Is that right ? the 0x20 is the size of string (why I see it twice? ) and when std::string object is release 0x00000000 replaced with 0xffffffff ?

I didn't understand that as well please


Solution

  • I look at the internal structure of library types in order to understand more about how a compiler performs it's magic. Especially container objects. Standard approach is to copy the object to a std::array that is the same size, then print the array in hex. This can be useful to explore exactly what happens when a container object is "moved" as well as learning how the different library coders implemented the container.

    Here's the basic code adapted to std::string. Examined is how the object changes between an empty string, a string with the maximum, SSO, contents, and a string which requires that the string is stored in the heap.

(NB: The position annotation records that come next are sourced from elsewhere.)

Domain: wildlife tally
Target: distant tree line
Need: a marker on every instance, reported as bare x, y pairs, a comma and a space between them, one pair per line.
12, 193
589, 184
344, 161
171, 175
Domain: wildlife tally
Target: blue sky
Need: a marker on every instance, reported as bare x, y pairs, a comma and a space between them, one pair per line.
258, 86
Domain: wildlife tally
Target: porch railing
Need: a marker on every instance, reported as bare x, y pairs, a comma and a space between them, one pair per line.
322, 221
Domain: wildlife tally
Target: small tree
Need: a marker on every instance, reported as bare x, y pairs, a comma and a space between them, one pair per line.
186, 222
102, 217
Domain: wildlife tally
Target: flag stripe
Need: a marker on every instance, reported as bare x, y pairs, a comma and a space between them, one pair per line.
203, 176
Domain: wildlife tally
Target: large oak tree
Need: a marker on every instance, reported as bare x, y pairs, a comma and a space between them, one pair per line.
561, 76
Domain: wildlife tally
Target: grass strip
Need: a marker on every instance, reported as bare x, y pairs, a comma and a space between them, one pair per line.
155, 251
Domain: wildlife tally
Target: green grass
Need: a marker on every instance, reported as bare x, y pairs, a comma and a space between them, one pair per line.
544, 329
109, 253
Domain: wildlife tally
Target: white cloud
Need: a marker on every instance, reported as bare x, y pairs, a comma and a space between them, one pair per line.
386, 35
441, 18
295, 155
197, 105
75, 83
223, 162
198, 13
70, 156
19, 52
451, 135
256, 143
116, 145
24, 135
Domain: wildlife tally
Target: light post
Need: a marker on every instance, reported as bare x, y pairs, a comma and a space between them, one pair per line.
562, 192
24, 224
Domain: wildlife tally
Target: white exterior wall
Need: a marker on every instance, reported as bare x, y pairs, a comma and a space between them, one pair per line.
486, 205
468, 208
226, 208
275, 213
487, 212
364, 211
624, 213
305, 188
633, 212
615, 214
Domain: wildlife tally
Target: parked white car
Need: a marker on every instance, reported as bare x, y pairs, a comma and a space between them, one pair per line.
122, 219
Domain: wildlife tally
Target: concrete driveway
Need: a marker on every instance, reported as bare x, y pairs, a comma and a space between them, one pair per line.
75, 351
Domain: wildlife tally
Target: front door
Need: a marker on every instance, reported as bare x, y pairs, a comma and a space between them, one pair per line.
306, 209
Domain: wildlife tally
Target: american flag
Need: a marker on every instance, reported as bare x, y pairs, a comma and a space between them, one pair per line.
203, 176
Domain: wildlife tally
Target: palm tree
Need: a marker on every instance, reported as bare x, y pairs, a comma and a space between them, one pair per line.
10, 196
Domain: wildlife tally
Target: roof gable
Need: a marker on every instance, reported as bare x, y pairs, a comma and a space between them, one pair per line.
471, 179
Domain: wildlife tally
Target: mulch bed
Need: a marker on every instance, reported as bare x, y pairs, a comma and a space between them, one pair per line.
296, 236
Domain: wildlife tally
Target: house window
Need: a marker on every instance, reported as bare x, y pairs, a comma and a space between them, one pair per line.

    SSO optimized strings requires the pointer to any character in the string be between the start and end of the string object.

    #include <string>
    #include <array>
    #include <iostream>
    #include <iomanip>
    #include <cstdint>
    
    void print_string_object(std::string& s)
    {
        // Check that the size of a string object is a multiple of a pointer size
        static_assert(sizeof(uintptr_t) * (sizeof(s) / sizeof(uintptr_t)) == sizeof(s));
    
        // Create an array of uintptr_t that is the same size as a string
        using s_obj = std::array<uintptr_t, sizeof(s) / sizeof(uintptr_t)>;
        s_obj s_ptrs = *reinterpret_cast<s_obj*>(static_cast<void*>(&s));
    
        // Print details of string object in hex
        std::cout << "Address of Object\n  " << std::setfill('0') << std::setw(2*sizeof(uintptr_t)) << std::hex << &s << "\nObject\n";
        for (auto x : s_ptrs)
            std::cout << "  " << std::setfill('0') <<  std::setw(2 * sizeof(uintptr_t)) << std::hex << x << '\n';
    }
    
    int max_SSO(std::string &s)
    {
        // return the maximum string stored in a string object (SSO)
        // and set s with bytes 0 1 2 3 ... until SSO is maxed out
        std::string s0;
        uintptr_t base = reinterpret_cast<uintptr_t>(&s0);
        uintptr_t top = reinterpret_cast<uintptr_t>(&s0) + sizeof(s0);
        for (int i = 0;; i++)
        {
            s0 += static_cast<char>(i);
            if (reinterpret_cast<uintptr_t>(&s0[0]) < base || reinterpret_cast<uintptr_t>(&s0[0]) >= top)
                return i;
            s += static_cast<char>(i);
        }
    }
    
    int main()
    {
        std::string s;
        std::cout << "Capacity of empty string=" << s.capacity() << '\n';
        std::cout << "Empty string\n";
        print_string_object(s); // print details of null string 
        std::cout << "\nFull SSO string length=" << std::dec <<  max_SSO(s) << "\n";
        print_string_object(s); // print details of max SSO string 
        s += "0";
        std::cout << "\nDynamic memory string\n";
        print_string_object(s); // print details of dynamic allocated string 
    }
    

    And here's a link to compiler explorer for clang and gcc

    MSVC output x64 is:

        Capacity of empty string=15
    Empty string
    Address of Object
      000000AF535AF840
    Object
      0000000000000000
      0000000000000000
      0000000000000000
      000000000000000f
    
    Full SSO string length=15
    Address of Object
      000000AF535AF840
    Object
      0706050403020100
      000e0d0c0b0a0908
      000000000000000f
      000000000000000f
    
    Dynamic memory string
    Address of Object
      000000AF535AF840
    Object
      00000235a757e8a0
      000e0d0c0b0a0908
      0000000000000010
      000000000000001f
    

    For MSVC, the first 16 bytes are used to store the SSO chars. This allows for a string length of 15 with the required terminating null char. When dynamic memory is required for longer strings, the first 8 bytes is a pointer to the chars stored in the heap. The last 2 entries are the current string size and maximum string size required before memory allocation is needed. GCC and CLANG have somewhat different layouts. CLANG, in particular allows SSO string sizes up to 22 chars and it's object size is 8 bytes less! Very efficient.

    I've found the approach very useful for quickly understanding what is actually going on in library container code.